Sem graça, Lu Fan pigarreou e mudou de assunto:
— Já está tarde. Vou indo. Sobre sua alimentação, vou pensar numa solução.
Levantou-se e espreguiçou.
— Tsc, pode ir, não faço questão — resmungou Ilíria, embora o olhasse de soslaio.
Lu Fan já se dirigia à porta quando...
Um trovão ribombou.
Lá fora, minutos antes um céu límpido agora se fechava em nuvens negras, relâmpagos cortando o horizonte.
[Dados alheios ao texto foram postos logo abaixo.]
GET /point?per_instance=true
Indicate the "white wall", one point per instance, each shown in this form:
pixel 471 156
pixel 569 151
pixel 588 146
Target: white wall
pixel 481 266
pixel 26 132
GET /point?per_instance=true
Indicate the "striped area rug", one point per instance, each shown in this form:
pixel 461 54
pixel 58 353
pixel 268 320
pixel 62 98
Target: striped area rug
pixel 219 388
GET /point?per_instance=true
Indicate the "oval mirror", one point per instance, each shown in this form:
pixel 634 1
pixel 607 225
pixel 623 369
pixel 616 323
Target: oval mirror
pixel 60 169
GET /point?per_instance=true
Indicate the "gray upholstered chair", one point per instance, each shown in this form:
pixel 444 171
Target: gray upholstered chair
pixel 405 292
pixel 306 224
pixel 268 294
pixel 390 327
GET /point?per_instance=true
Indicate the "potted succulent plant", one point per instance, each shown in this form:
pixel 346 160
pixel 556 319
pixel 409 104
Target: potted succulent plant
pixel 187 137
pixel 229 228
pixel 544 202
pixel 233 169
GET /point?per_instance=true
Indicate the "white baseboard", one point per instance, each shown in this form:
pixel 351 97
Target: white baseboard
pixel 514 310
Em menos de um minuto, uma tempestade desabou, a chuva caindo como cachoeira nas grandes janelas do apartamento.
Lu Fan parou, constrangido:
— Hã... tem guarda-chuva aqui?
— Não... — respondeu uma voz fraca.
Ao virar-se, viu Ilíria encolhida, tremendo no sofá.
Outro trovão, ainda mais forte. Ilíria se encolheu mais, tremendo.
Então, ela também tinha medo de trovão?
Fazia sentido: estavam no último andar, praticamente sob o para-raios.
Pensando em como confortá-la, ouviu a voz dela de novo:
— Não vá embora hoje... Fique.
— O quê?
— Tem um quarto de hóspedes no andar de cima...
Já tarde da noite, Lu Fan ficou olhando a água escorrer pela vidraça. Estava deitado no quarto ao lado do de Ilíria. Depois do jantar, ela tomara banho cedo e se recolhera, assustada com a tempestade.
Mas Lu Fan ainda não tinha sono. Com o barulho dos trovões, só lhe restava observar a noite chuvosa.
Pensando bem, como essa gata atrapalhada se formou na Agência Dimensional? Impulsiva, preguiçosa, comilona, medrosa de trovão... Só era séria ao recitar frases do sistema.
Mas havia um problema mais urgente.
Ele mantinha os olhos fixos na barra de energia do sistema. Depois de alimentá-la, a energia subira a noventa por cento, mas agora, com cada trovão, oscilava entre setenta e setenta e cinco, com tendência a cair.
Mal deitara e já perdera tanta energia. Temia que, antes de amanhecer, zerasse completamente.
Enquanto pensava nisso, ouviu a porta ranger baixinho.
Permaneceu imóvel, fingindo dormir de costas para a porta, atento.
Sem dúvida era Ilíria. O que estaria fazendo ali, no meio da noite?
Ouviu passos suaves, arrastados. Ilíria tateava no escuro, aproximando-se de sua cama.